Re: make replace

To: tech-pkg%NetBSD.org@localhost
Subject: Re: make replace
From: Joerg Sonnenberger <joerg%britannica.bec.de@localhost>
Date: Tue, 6 Jul 2010 02:20:57 +0200
On Mon, Jul 05, 2010 at 03:23:42PM +0200, Dieter Baron wrote:
>   The fundamental assumption of make replace and rolling replace is,
> that temporary inconsistencies in the installed package tree are okay:
> The user knows what he's doing, the problematic parts of the tree are
> marked and there is a (semi)automated way to repair the tree.

Is it so? I tried finding some discussion on the goals at the time of
Al's original commit of make replace (rev 1.939 of mk/bsd.pkg.mk in
March 2002), but I can't find any. So at least for "make replace" I do
not agree that it is the goal of the target and my reading of the
description of the target in pkgsrc.txt make it more sound like "it
should work better".

>   I hope we all agree that creating inconsistencies unknowingly and
> without warnings (and markings) from the tools should not be allowed
> by the tools.

Yes.

>   So, as the tools are improved to catch more and more cases that lead
> to inconsistent trees, make replace will run into more and more
> problems.

Yes.

>   For most packages, replacing them won't cause inconsistencies, even
> a minor update to a shared library (e.g. glib2 2.20.0 to 2.20.1).

If the minor update doesn't result in ABI incompatible changes (with or
without major version bump). OpenSSL has a history of doing bad things.

The essential point is that there are safe updates that don't/can't
break other packages and updates that are not safe. Updates can
therefore be categories as:

1. Updates that are safe. Ignoring unexpected functional regressions
("bugs"), there is no good reason to assume that the update can't be
installed without breaking the system.

2. Updates that may or may not work, depending on whether the dependent
packages use functionality that was changed in an incompatible way.

3. Updates that are known to not work, e.g. that are pretty much
guaranteed to break dependent packages.

Updates using "pkg_add -u" generally fall into category (1) or (2). They
are not exclusively in category (1) due to the open-ended dependencies
used for libraries. Cases for (3) that are not possible include
overlapping file lists due to moving files or major/minor updates of
PostgreSQL.

Updates using "make replace" with USE_DESTDIR=no fall into all three
categories. With USE_DESTDIR=yes, it is equivalent to "pkg_add -u".

Updates using "make update" (without DEPENDS_TARGET=bin-install) are
consistently in category (1). The two major issues with "make update"
from my perspective are:

(a) It creates a large downtime for the common case of safe updates.

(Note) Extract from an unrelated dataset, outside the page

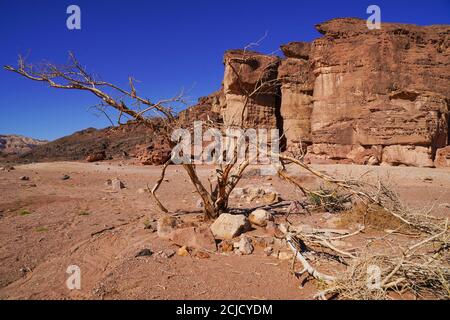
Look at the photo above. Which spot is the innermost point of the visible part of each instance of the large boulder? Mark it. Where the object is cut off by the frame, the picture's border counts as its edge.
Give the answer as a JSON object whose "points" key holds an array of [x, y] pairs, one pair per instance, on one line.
{"points": [[260, 217], [228, 226]]}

(b) It is too easy to loose state in case of build failures or
interruption. With state I mean the question of what was installed and
where it should be built from.

Before looking at the "expected" / "accepted" bugs created by
"make replace", I would like to stay at this point and discuss the topic
I couldn't find a reference for. What are the essential properties of an
update procedure and when are violated.

From the perspective of a system developer and from the perspective of
an administrator, I consider the most important property to not end up
in known-to-be-inconsistent state. The second most important property is
to make updates as timely as possible. It is easy to schedule a small
down time window for updates, if you know that they won't break things.
It is a lot harder to do that if the duration is unpredictable. Similar
issues apply from the end user perspective. "Oh, there is a new
Mercurial version? Let's try it." Works nice if you know that you can
still work in the mean time. "Oh, there is a new png version? Let's try
it." -- not good during a work day if that resulted in a major version
bump.

The update process under this assumption can be summarized as:

(1) Be incremental if possible. Incremental updates are generally easier
to test, faster to build, faster to install.

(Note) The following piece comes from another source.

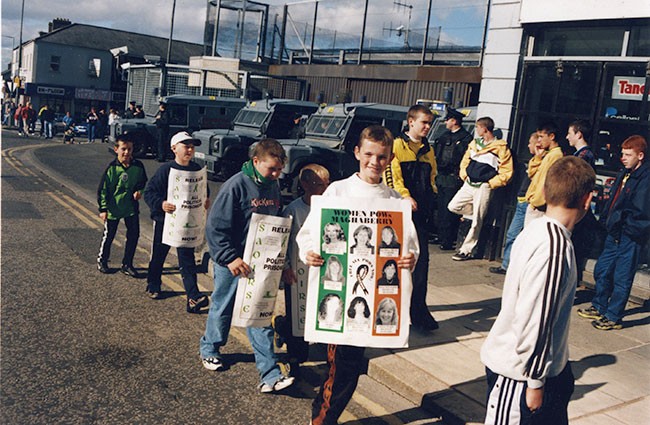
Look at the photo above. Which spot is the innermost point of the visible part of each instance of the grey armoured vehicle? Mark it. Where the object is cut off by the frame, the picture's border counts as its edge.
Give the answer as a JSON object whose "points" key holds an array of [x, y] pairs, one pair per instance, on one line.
{"points": [[224, 151]]}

(2) If incremental updates are not possible, back out as few packages as
possible to make the update possible and restore the original situation
as best as possible.

(3) if restoring the original situation is not possible, make it
possible to revert everything, fill a PR and try again later.

This is not the status quo for pkgsrc at the moment as written already
and there are few things to work on to make it possible. I'm not sure
this is implemented very well for update-from-source systems in general,
especially (2) has a huge span of possible improvements.

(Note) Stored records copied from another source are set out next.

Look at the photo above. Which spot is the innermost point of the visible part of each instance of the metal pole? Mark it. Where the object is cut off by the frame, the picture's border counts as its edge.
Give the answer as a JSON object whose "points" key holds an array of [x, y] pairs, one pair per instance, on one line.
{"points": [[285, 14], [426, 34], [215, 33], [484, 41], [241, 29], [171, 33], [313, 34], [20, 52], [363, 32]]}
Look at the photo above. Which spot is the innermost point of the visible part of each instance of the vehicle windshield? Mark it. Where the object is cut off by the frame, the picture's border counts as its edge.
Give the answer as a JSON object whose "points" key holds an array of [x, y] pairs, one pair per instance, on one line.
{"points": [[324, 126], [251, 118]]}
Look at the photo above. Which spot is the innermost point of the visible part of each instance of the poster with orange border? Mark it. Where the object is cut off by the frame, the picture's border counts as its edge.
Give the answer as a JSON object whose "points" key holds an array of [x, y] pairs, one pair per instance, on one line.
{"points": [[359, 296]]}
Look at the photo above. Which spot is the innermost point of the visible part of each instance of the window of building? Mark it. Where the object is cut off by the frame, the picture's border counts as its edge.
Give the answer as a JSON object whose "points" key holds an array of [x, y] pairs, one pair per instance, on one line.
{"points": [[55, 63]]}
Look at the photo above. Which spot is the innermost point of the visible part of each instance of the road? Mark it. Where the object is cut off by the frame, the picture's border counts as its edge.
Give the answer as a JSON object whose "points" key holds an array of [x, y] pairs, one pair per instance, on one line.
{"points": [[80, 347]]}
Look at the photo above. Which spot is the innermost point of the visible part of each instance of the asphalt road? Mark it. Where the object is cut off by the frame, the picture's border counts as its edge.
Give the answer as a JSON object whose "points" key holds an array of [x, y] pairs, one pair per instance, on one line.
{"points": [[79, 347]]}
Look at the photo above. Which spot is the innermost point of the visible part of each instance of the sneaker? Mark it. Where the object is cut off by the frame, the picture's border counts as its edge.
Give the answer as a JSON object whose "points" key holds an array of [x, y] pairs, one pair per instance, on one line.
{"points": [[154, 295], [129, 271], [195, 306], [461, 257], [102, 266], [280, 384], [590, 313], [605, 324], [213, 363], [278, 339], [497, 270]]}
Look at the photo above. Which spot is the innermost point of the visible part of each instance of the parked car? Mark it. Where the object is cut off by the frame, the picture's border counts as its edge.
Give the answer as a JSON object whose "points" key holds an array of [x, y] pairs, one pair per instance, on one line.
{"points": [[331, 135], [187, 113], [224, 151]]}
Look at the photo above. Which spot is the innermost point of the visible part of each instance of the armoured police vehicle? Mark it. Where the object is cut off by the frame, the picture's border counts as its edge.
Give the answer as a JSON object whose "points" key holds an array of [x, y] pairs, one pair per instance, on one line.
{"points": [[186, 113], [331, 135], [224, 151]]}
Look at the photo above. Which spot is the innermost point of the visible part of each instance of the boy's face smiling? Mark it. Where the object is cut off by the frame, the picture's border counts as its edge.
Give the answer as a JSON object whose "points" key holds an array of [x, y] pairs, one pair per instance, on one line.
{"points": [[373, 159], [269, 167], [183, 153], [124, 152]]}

Some aspects to consider are:
(a) The ability to revert updates is relatively easy to implement,
pkg_tarup is a good starting place.

(b) The major issue with update category (2) is the open ended
dependencies in buildlink3.mk. The solutions are known, they just have
to be implemented. Note that this makes the current situation with
incremental updates worse by moving updates of the major version bump
style from category (2) to (3).

(c) Subpackages can make (2) less painful on common platforms like ELF
systems. The idea mentioned by the OpenBSD folks at pkgsrcCon to
forcefully override the major version created by libtool in combination
with subpackages can dramatically reduce the impact of major version
bumps. Basically, next to the PKGREVISION a package could have something
like MAJOR_VERSION_OFFSET, that gets added to all major versions of
libraries in that package. This offset is monotonically increasing and
if shared libs (libfoo.so.*, not libfoo.la and not libfoo.a) are in a
separate subpackage, it would allow removing the development files etc
of png, install the new files and all existing packages would still
work. It doesn't help all cases, but it can make the process a lot less
painful.

(d) The issue of Perl minor updates could be addressed like Python
packages are dealt with -- ensuring that the packages are in separate
subtrees and that the package names don't overlap. The same applies to
PHP, Apache and maybe other cases I have forgotten (TCL?).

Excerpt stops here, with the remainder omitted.